Recently, our group reported that HiPco SWNTs, dispersed in a peptide solution or in media supplemented with serum, were taken up by HeLa cells in a time- and temperature-dependent fashion and did not affect the HeLa cell growth rate, evidence that the SWNTs inside cells were not toxic under these conditions . This work also demonstrated that our dispersion preparation protocol (involving probe sonication and multiple centrifugations) was effective in removing metals from the raw, as-received SWNT-containing powder. Herein, we present the characterizations of an as-received CoMoCAT SWNT-containing powder using thermal gravimetric analysis (TGA) and scanning electron microscopy (SEM), and of SWNTs dispersed in Dulbecco's modified Eagle medium (DMEM) supplemented with fetal bovine serum (FBS) using atomic force microscopy (AFM), inductively coupled plasma – mass spectrometry (ICP-MS), and absorption and Raman spectroscopies. The resulting purified dispersions, termed DM-SWNTs, are next shown to have no effect upon the morphologies and growth rates of HeLa cells – a thoroughly characterized human epithelial-like cell line. Using confocal microRaman spectroscopy, it is shown that DM-SWNTs were taken up by cells in a time- and temperature-dependent fashion. Evaluation of the distribution of intracellular DM-SWNTs was performed using transmission electron microscopy (TEM) which revealed SWNT-like material in vacuoles. Finally, intracellular superoxide dynamics of cells exposed to DM-SWNTs were evaluated using fluorescence-based flow cytometry and MitoSOX™ Red – a selective indicator of superoxide in mitochondria. The MitoSOX™ Red fluorescence detected from control cells was statistically similar to that observed for cells incubated in DM-SWNT dispersions. The combined results indicate that under our sample preparation protocols and assay conditions, CoMoCAT DM-SWNTs are not inherently cytotoxic to HeLa cells.
Results and Discussion
Characterizations of the as-received SWNT-containing powder
Thermal gravimetric analyses
Characterizations of SWNT dispersions
While a variety of cell types have been cultured in pristine or functionalized CNTs solubilized in various growth media formulations [19, 43, 65–72], only a few of these reports have emphasized the important role that the added serum plays.
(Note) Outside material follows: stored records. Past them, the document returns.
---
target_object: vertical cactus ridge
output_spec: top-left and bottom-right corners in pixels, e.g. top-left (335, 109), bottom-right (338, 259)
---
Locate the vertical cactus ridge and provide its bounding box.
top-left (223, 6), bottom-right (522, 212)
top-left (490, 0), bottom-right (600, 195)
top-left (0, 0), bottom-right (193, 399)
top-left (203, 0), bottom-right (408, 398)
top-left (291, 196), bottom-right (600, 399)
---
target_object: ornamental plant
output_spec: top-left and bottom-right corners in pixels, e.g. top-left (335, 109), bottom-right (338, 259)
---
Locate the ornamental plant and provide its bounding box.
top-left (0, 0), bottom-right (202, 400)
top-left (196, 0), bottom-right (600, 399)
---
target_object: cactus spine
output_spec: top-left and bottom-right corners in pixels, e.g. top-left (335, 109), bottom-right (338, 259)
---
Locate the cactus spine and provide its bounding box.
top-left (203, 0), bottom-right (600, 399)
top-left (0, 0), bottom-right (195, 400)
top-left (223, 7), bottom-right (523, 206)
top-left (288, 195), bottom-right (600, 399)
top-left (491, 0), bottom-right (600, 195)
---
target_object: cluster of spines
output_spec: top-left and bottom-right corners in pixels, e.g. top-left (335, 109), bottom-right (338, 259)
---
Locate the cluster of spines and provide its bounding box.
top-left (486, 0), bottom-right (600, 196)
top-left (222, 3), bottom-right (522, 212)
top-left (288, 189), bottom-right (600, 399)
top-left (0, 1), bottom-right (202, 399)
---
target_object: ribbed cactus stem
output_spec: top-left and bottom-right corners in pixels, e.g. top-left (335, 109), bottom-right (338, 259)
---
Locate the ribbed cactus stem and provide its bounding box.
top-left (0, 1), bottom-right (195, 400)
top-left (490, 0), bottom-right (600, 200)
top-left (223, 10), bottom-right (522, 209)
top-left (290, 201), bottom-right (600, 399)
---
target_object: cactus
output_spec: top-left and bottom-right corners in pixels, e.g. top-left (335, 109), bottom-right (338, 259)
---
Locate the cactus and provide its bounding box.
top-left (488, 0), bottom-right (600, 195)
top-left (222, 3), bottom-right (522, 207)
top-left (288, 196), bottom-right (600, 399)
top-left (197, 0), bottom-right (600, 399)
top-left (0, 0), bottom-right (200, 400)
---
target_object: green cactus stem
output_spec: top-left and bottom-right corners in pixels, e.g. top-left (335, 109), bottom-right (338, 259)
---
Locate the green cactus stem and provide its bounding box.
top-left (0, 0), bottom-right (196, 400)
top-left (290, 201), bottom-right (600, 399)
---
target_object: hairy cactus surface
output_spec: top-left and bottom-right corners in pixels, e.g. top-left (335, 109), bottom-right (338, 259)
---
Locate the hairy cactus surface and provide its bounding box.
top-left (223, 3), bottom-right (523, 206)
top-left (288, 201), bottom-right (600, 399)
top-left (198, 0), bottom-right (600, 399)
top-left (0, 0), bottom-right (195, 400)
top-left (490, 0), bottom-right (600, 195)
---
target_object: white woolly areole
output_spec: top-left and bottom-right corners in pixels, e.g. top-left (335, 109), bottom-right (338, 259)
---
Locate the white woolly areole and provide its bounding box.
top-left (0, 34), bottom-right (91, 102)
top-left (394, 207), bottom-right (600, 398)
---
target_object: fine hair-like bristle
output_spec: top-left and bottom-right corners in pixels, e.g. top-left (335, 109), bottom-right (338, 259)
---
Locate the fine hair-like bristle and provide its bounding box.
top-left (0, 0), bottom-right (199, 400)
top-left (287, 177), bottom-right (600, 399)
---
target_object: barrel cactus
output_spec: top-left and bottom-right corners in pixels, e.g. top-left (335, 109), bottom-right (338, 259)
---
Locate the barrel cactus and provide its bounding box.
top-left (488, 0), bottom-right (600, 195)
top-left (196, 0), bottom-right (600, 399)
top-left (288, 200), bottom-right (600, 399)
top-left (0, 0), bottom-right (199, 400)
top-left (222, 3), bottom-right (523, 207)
The importance of FBS in dispersing SWNTs is evident in the series of Raman spectra shown in Figure 4. In brief, DMEM comprises inorganic salts, amino acids, buffers, vitamins, and minerals with the three major components being glucose (4500 mg/L), sodium bicarbonate (3700 mg/L), and sodium chloride (6400 mg/L). FBS is also a multi-component mixture comprising many low and high molecular weight substances. The major dissolved substances are proteins, lipids, steroid hormones, minerals, and metabolites. The most notable FBS components known to solubilize CNTs are BSA and phospholipids [10, 53, 58]. Using our sonication and centrifugation procedure, DMEM without FBS did not support SWNT dispersion as observed by the lack of detectable SWNT Raman resonances (Figure 4; gold spectrum). Conversely, aqueous 5% FBS solutions (without DMEM) were quite effective in dispersing SWNTs (Figure 4; red spectrum).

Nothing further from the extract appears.